Bundestag weg, Hymne weg, Symbole weg

Die Deutschen waren mal stolz auf die alte Bundesrepublik. Aus rauchenden Trümmern hatten sie sich ein kleines Paradies geschaffen. Jedenfalls sah das von rechts hinter dem Stacheldraht so aus. Rentner berichteten nach ihren Reisen vom Wunderland, in dem Bärenmarke und Langnese als Milch und Honig flossen, Nylonstrümpfe und Kaffee nur eine Mark kosteten.

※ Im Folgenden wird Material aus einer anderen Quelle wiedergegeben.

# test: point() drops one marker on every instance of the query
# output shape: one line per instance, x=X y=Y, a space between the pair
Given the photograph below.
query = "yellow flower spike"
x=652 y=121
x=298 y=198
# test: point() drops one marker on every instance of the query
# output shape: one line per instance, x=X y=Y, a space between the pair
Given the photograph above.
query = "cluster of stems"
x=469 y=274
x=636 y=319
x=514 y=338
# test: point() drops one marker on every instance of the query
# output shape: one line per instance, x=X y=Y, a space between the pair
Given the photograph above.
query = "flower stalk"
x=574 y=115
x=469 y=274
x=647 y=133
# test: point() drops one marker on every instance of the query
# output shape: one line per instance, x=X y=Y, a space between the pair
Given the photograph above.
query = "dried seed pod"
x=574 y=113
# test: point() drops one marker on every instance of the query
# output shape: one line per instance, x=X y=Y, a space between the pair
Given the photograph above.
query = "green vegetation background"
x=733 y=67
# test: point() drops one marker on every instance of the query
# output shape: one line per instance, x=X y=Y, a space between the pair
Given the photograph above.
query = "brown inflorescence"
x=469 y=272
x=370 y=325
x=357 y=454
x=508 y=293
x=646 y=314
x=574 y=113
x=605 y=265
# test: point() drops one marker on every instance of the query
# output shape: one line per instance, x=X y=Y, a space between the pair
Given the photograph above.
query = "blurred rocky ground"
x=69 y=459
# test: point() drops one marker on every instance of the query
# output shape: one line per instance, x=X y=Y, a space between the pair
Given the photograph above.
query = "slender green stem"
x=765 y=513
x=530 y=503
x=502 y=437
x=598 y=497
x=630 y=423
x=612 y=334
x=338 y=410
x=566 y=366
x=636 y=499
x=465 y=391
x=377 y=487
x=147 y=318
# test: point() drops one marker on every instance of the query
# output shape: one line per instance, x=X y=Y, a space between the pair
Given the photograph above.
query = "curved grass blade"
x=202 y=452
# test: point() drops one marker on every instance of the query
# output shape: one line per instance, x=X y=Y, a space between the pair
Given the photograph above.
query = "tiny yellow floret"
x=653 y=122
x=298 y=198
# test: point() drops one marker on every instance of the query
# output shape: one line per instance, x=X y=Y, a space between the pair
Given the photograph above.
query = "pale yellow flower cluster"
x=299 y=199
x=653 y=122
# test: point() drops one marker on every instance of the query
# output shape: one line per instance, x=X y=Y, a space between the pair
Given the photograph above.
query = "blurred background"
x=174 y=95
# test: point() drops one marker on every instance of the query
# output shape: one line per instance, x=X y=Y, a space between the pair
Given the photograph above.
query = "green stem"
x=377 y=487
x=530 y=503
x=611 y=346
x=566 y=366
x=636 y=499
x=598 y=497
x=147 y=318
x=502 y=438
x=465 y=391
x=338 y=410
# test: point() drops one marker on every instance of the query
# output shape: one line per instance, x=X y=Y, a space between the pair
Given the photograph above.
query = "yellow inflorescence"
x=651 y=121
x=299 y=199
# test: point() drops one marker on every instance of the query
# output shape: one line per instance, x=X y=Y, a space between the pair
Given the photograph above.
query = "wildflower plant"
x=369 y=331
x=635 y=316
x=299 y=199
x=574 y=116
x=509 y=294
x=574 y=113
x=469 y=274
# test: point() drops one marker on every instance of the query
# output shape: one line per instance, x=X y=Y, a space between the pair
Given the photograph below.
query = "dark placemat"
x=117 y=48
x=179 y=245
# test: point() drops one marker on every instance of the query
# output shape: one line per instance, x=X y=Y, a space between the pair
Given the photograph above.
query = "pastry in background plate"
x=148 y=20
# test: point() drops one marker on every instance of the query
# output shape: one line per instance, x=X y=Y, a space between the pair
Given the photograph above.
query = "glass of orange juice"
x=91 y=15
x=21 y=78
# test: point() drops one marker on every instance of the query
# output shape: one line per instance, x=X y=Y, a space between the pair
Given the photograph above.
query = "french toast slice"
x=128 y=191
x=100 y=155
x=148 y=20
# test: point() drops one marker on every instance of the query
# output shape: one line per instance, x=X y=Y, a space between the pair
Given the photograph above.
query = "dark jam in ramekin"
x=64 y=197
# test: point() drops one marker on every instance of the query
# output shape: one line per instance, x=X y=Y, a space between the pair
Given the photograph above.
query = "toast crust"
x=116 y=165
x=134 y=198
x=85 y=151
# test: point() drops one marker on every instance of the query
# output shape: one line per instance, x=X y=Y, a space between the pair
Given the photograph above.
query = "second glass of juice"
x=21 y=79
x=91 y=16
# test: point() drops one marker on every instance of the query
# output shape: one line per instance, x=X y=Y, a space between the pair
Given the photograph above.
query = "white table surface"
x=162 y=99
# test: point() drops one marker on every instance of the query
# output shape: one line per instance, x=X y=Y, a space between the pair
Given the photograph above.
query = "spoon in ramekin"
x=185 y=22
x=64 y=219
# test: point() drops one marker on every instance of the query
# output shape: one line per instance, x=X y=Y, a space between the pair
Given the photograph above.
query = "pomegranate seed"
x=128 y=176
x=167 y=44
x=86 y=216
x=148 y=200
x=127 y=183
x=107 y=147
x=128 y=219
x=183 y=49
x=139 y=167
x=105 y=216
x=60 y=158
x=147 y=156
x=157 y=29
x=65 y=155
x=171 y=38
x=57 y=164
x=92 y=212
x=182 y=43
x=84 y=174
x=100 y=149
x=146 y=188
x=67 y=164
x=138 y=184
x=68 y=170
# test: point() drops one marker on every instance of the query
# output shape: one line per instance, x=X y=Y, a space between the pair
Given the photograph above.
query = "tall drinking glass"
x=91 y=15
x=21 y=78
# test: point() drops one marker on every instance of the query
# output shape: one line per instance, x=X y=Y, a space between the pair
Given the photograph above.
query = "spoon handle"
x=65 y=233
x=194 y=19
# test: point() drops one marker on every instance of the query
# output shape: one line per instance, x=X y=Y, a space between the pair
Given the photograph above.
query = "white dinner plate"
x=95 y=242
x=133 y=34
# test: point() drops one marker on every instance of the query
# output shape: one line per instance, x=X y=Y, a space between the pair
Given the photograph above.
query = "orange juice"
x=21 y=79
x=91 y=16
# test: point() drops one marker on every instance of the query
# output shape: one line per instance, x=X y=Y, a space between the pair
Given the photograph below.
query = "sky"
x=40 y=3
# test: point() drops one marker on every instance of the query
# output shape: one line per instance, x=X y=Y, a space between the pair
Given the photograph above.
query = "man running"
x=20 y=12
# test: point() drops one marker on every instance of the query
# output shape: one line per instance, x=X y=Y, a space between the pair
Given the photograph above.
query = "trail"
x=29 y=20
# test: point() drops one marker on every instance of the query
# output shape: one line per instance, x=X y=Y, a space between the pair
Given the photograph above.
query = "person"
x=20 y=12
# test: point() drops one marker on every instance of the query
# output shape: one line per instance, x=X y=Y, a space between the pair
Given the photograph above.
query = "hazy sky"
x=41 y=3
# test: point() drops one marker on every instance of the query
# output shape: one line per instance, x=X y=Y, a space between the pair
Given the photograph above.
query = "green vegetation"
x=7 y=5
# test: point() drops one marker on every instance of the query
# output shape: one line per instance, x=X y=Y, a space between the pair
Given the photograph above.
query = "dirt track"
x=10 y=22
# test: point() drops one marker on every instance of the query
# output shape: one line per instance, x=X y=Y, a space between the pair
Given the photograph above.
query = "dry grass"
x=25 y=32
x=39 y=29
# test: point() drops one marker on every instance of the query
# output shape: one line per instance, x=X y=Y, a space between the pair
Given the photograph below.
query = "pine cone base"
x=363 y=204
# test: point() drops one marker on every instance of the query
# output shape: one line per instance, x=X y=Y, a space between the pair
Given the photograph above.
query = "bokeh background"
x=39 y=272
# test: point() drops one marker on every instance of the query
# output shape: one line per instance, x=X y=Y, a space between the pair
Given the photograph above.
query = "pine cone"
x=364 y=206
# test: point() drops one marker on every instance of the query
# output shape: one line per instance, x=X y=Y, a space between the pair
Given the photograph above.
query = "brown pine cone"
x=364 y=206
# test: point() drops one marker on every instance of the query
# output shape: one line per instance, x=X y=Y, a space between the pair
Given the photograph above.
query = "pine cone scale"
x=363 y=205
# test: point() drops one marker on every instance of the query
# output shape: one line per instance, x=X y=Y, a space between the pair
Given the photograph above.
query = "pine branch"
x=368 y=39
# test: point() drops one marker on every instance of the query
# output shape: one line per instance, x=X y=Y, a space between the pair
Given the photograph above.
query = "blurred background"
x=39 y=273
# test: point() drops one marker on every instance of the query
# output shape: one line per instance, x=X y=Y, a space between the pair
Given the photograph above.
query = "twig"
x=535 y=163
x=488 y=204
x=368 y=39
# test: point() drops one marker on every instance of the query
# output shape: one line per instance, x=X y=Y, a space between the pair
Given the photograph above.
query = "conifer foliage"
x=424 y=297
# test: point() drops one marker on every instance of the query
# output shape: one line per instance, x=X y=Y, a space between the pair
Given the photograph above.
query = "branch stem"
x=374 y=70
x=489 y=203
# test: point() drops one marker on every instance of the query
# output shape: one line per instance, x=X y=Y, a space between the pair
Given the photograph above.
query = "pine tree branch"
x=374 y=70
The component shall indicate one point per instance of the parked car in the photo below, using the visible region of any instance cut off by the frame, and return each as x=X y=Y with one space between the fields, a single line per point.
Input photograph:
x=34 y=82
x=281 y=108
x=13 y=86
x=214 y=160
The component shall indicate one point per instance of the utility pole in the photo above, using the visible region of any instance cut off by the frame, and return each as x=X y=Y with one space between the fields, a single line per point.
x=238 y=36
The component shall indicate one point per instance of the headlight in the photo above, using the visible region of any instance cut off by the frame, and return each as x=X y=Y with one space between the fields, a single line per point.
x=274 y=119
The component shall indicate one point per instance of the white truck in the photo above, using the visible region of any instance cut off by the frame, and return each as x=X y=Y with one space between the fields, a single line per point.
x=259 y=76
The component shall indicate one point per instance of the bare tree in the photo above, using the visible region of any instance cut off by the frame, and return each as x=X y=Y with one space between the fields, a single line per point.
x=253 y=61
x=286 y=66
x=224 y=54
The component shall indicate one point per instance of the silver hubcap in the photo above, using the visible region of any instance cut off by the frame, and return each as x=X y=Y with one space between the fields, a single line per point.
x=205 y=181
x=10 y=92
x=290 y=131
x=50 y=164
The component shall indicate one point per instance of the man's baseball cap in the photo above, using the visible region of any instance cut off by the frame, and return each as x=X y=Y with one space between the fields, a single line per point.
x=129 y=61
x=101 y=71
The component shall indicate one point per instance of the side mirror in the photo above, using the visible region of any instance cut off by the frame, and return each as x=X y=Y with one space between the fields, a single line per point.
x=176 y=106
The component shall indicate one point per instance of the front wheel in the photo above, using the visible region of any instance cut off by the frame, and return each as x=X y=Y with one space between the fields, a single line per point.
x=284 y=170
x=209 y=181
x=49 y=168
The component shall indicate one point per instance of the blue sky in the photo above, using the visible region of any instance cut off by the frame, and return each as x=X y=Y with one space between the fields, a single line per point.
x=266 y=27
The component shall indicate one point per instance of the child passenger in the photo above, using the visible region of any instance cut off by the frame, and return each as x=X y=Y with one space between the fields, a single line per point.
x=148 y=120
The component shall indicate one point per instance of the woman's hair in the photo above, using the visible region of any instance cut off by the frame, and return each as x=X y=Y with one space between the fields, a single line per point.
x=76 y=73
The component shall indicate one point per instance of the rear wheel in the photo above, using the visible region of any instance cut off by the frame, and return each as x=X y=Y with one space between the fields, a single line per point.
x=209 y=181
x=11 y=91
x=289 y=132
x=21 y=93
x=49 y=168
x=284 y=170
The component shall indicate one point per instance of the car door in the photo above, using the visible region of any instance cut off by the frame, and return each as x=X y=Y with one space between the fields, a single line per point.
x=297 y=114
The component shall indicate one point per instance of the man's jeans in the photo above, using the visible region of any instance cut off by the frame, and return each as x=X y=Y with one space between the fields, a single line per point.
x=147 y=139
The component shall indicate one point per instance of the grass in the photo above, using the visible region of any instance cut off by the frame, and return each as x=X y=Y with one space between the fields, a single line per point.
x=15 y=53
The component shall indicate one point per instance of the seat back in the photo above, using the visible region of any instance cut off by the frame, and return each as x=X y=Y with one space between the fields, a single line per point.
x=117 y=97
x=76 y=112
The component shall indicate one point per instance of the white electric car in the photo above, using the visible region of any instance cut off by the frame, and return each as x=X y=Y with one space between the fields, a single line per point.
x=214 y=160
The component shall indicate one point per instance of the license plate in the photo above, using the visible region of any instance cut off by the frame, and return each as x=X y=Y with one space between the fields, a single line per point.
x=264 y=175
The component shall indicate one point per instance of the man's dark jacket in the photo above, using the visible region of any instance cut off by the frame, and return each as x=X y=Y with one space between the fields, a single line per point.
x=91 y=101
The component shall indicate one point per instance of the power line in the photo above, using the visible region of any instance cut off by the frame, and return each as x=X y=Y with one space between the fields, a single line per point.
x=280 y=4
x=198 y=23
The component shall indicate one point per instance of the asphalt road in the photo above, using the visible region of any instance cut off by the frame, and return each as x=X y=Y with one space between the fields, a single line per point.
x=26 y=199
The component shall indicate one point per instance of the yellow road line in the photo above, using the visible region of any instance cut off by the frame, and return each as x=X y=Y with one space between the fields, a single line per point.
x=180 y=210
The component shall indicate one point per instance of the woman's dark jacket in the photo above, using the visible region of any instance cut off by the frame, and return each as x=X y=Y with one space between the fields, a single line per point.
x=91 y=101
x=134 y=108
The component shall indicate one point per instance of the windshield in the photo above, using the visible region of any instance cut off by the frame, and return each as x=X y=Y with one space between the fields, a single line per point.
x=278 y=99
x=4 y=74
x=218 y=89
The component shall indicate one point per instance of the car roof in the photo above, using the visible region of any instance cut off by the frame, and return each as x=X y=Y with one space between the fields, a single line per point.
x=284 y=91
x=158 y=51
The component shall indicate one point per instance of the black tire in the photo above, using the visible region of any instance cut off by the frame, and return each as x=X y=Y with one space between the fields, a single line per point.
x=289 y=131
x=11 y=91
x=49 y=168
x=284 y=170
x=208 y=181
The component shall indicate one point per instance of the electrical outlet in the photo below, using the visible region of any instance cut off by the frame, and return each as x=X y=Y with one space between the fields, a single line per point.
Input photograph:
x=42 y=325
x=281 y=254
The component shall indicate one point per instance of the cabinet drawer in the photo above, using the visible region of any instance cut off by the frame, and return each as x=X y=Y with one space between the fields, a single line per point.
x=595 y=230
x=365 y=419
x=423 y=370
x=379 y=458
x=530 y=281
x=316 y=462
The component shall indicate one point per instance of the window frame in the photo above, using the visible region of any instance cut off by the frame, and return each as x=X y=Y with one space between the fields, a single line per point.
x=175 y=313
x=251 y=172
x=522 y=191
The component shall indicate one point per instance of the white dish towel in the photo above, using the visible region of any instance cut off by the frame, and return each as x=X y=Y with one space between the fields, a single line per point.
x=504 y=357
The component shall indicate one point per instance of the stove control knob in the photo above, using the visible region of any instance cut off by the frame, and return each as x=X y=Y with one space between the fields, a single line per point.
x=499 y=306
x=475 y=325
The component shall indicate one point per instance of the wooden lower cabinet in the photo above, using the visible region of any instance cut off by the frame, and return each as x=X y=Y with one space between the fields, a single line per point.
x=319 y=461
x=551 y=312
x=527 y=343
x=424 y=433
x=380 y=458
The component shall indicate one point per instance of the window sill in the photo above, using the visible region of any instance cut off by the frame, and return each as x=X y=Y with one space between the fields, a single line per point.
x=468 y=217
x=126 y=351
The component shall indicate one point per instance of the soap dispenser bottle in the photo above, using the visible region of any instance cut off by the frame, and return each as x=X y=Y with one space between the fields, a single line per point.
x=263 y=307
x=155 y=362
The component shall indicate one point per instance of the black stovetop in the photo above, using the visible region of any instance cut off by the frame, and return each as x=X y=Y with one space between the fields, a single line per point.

Dieses Land hatte Symboldinge und -figuren: Die D-Mark, den spartanischen Bundestagssaal am Rheinufer, den Boten vom Bundestag aus „Mainz wie es singt und lacht“, die SPD-Baracke, das Oktoberfest und von mir aus auch die dritte Strophe vom Deutschlandlied.

Aus meiner Sicht über den Stacheldraht waren das die wichtigsten Merkzeichen, die der westdeutschen Nachkriegsdemokratie eine Erkennbarkeit, ein Gesicht gaben. The same Procedure like every year. Jedes Jahr einmal Haushaltsberatung im Plenarsaal, jedes Jahr der Bote vom Bundestag, im Herbst Oktoberfest und ab und zu das Gesinge. Riten und Traditionen geben Halt. Alter adelt selbst Zeremonien und Institutionen, die fragwürdig sind, umso mehr jedoch Erfolgsgeschichten.

Gerade nach 1990 als die Deutschen ihre kurze Nachkriegstradition als Anker in einer Umbruchssituation nötig brauchten, wurde sie in Frage gestellt und beseitigt. Das fing schon an, als Kohl und Genscher am 10.11.1989 vor dem Schöneberger Rathaus versuchten die Nationalhymne zu singen, was im Krawall der Berliner Gosse unterging. War schon mutig gerade im deutschen Shithole aufzutreten. Das war piu o meno der Tag als Millionen Sachsen und Thüringer beschlossen CDU zu wählen. Leider gibt es dazu kein Video auf Youtube. Warum kann man sich denken…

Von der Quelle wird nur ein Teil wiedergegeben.